The malaria vaccine is recommended for children living in areas with moderate to high transmission of Plasmodium falciparum, the deadliest malaria parasite globally and the most prevalent in Africa.

How the RTS,S Malaria Vaccine Works

The RTS,S malaria vaccine:

  • Requires a four-dose regimen

  • Is administered starting from five months of age

  • Has been shown to significantly reduce malaria cases and deadly severe malaria among young children

The WHO reports that even in real-world, high-impact childhood vaccination settings, the malaria vaccine reduces severe malaria by approximately 30%, including in areas where insecticide-treated nets are widely used and access to diagnosis and treatment is strong.

Evidence from the WHO Malaria Vaccine Pilot Program

The WHO recommendation was based on results from an ongoing WHO-coordinated pilot program, led by the Ministries of Health of Ghana, Kenya, and Malawi.

Since 2019, the program has:

  • Vaccinated more than 800,000 children

  • Demonstrated the feasibility, safety, and public health impact of the malaria vaccine when delivered through routine immunization systems

Dr. Tedros Adhanom Ghebreyesus, WHO Director-General, stated:

“Using this vaccine on top of existing tools to prevent malaria could save tens of thousands of young lives each year.”

Regulatory and Scientific Milestones

RTS,S is currently the only malaria vaccine to:

  • Complete a Phase 3 clinical trial

  • Receive a positive scientific opinion from the European Medicines Agency

In October 2021, the WHO shared detailed data from the pilot program and outlined the next steps to integrate the malaria vaccine into broader malaria control strategies worldwide.

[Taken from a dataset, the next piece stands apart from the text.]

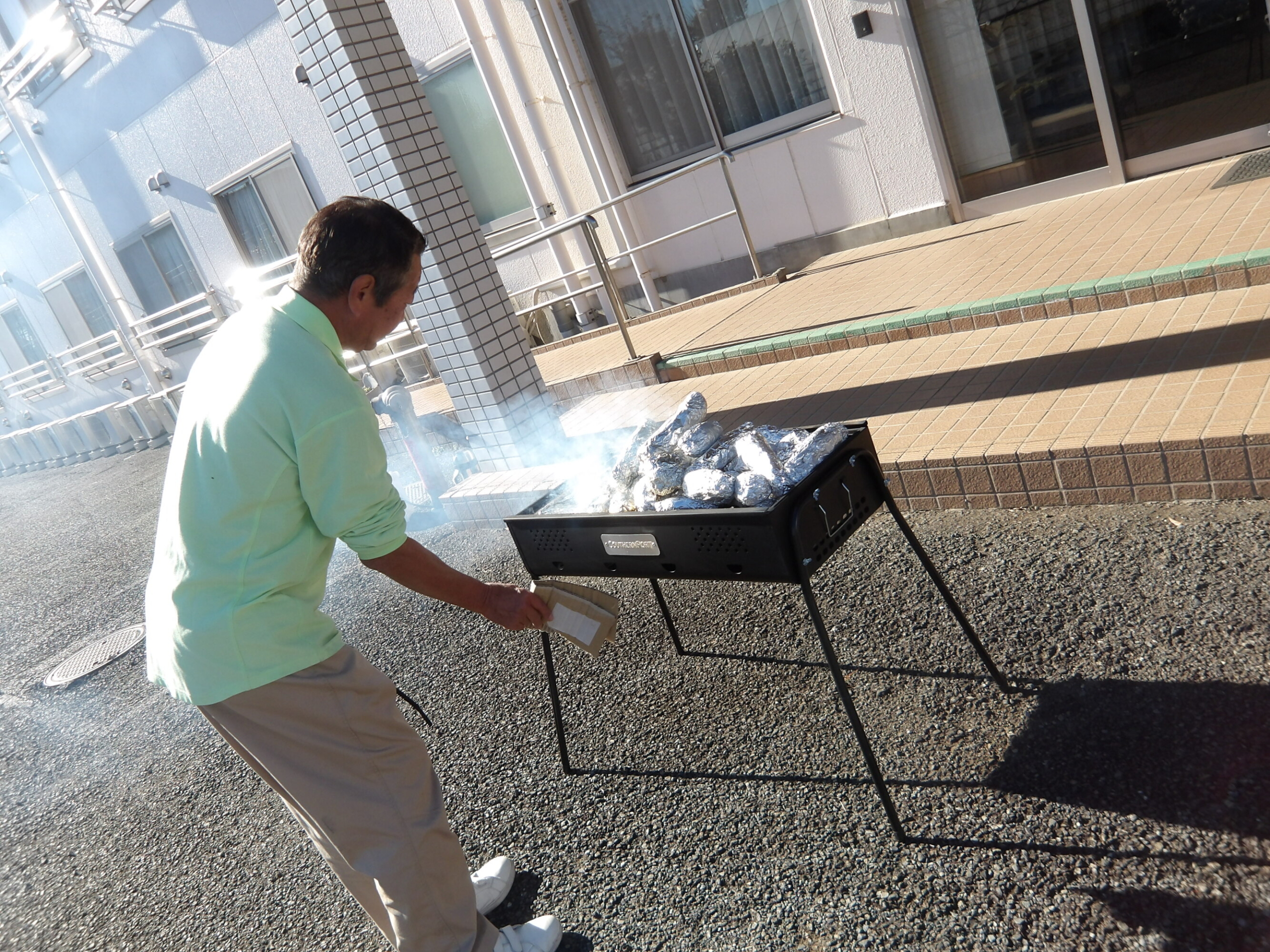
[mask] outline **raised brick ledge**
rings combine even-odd
[[[1270,433],[902,458],[883,472],[906,510],[1265,499]]]
[[[1191,277],[1193,272],[1203,272]],[[1147,277],[1152,281],[1148,281]],[[782,334],[767,340],[729,344],[720,348],[669,358],[657,368],[658,377],[671,381],[704,377],[724,371],[739,371],[758,363],[796,360],[812,354],[851,350],[897,340],[958,334],[983,327],[1068,317],[1073,314],[1114,311],[1134,305],[1167,301],[1191,294],[1270,284],[1270,250],[1228,255],[1212,261],[1157,268],[1154,272],[1104,278],[1097,282],[1068,284],[1022,294],[1006,294],[973,305],[939,307],[886,319],[837,325],[818,331]],[[1034,300],[1035,298],[1035,300]],[[1041,300],[1045,298],[1045,300]],[[964,311],[964,314],[963,314]],[[758,357],[762,355],[761,359]],[[748,362],[747,362],[748,358]],[[685,360],[685,363],[678,363]],[[688,362],[691,360],[691,362]]]
[[[733,284],[730,288],[721,288],[719,291],[711,291],[709,294],[702,294],[701,297],[695,297],[691,301],[685,301],[683,303],[671,305],[669,307],[663,307],[660,311],[653,311],[652,314],[641,314],[639,317],[631,317],[626,321],[627,327],[634,327],[640,324],[648,324],[649,321],[655,321],[662,317],[669,317],[672,314],[679,314],[681,311],[691,311],[693,307],[700,307],[701,305],[710,305],[715,301],[724,301],[729,297],[737,297],[738,294],[744,294],[749,291],[758,291],[759,288],[770,288],[772,284],[780,284],[787,279],[787,273],[784,268],[777,268],[771,274],[765,274],[762,278],[756,278],[754,281],[747,281],[743,284]],[[559,350],[563,347],[569,347],[570,344],[580,344],[585,340],[594,340],[596,338],[602,338],[606,334],[615,334],[617,331],[617,324],[606,324],[603,327],[596,327],[594,330],[584,330],[580,334],[574,334],[572,338],[565,338],[564,340],[552,340],[550,344],[542,344],[531,350],[535,354],[545,354],[549,350]],[[660,355],[658,357],[660,359]]]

The WFPHA Position on the Malaria Vaccine

The World Federation of Public Health Associations (WFPHA), through its International Immunization Policy Taskforce, strongly applauds global efforts to control and eliminate malaria.

The WFPHA Commends:

  • The WHO for its leadership in malaria elimination

  • The Ministries of Health in Ghana, Kenya, and Malawi for their commitment to the malaria vaccine pilot program

  • Gavi, the Vaccine Alliance; the Global Fund to Fight AIDS, Tuberculosis, and Malaria; and Unitaid for financing the pilot initiative

The WFPHA Recommendations for Global Malaria Vaccine Rollout

To ensure the malaria vaccine reaches those who need it most, the WFPHA recommends:

  • Immediate use of the malaria vaccine once fully approved by the WHO scientific bodies

  • Development of targeted campaigns to promote vaccine uptake

  • Sustained financing to ensure equitable access and affordability worldwide

  • Robust AEFI (Adverse Events Following Immunization) surveillance as distribution scales

  • Ongoing funding aligned with Universal Health Coverage principles

  • Continued research and development of more cost-effective and efficacious malaria vaccines, including technologies emerging from the COVID-19 pandemic

  • Prioritization of populations in countries with the least resources

A New Hope in the Fight Against Malaria

The first WHO-recommended malaria vaccine represents a turning point in global public health. When used alongside existing malaria prevention and treatment tools, it offers new hope for saving children’s lives, reducing inequities, and accelerating progress toward malaria elimination.

Malaria remains a preventable tragedy. The malaria vaccine is not a standalone solution, but it is a powerful, evidence-based addition to the global fight against one of humanity’s oldest and deadliest diseases.